Extract from the article

When a team of researchers have slightly modified the task (they called this GSM-NoOp) by adding irrelevant data to the prompt, the model accuracy dropped dramatically.

Oliver picks 44 kiwis on Friday. Then he picks 58 kiwis on Saturday. On Sunday, he picks double the number of kiwis he did on Friday, but five of them were a bit smaller than average (Irrelevant data). How many kiwis does Oliver have?

According to the paper, all of the reviewed models started subtracting those five smaller kiwis from the total amount.

Surprisingly enough, when I tried this on o1-mini just a few days ago - the result was correct (assuming OpenAI had done some fine-tuning there).
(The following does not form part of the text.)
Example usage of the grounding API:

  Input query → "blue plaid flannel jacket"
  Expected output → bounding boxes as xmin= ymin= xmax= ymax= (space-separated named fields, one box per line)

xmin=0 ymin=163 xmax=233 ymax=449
Claude, however, fails gloriously here.

Ultimately, considering the growth in parameters and training data, my guess is that the maximum threshold for existing LLMs on feasibility will be around ~65% and generalization ~60%.

🚀 New LLM frontiers

Despite the limits of the traditional transformer models there’s hope.

A recent paper from Google DeepMind found that letting AI systems spend more time thinking (aka “compute time”) works better than giving them more data.

In fact, such systems required x4 less computing power and in some instances performed better than models with x14 bigger dataset.

This was achieved by adding a verifier model or iterative step-by-step refinement of an answer. You can already see this in action in the o1-preview chain of thought thinking.

This puts a totally new spin on LLMs.

In fact, o1-preview performed 2.25 times better than GPT-4, despite having the same number of training parameters.

This is a game-changer. Imagine having a GPT-7 model with 16.1 trillion parameters, integrated with a verifier and a chain-of-thought refinement process.

Idk

Additionally, let it classify questions based on their complexity before engaging the model. Less complex questions can be answered more simply, requiring very little computational resources.

In a recent study, researchers evaluated the impact of test-time training (TTT) on a model’s reasoning abilities. Test-time training allows the model to adjust itself for a specific task without altering its original weights.

In simple terms, the model approaches a problem (similar to solving a puzzle), determines the best strategy (e.g., sorting puzzle pieces by color), and makes specific adjustments to solve the problem more efficiently (e.g., developing a new sorting method). After the task is completed, the adjustments made by the LoRA (Low-Rank Adaptation) filters are removed, leaving the original model unchanged.

Using this approach, even a relatively small model with 8 billion parameters achieved a 53% generalization accuracy. When combined with other established techniques, the accuracy increased to 61.9%. Sorry to break it for you guys, but this performance is akin to a human-level generalization.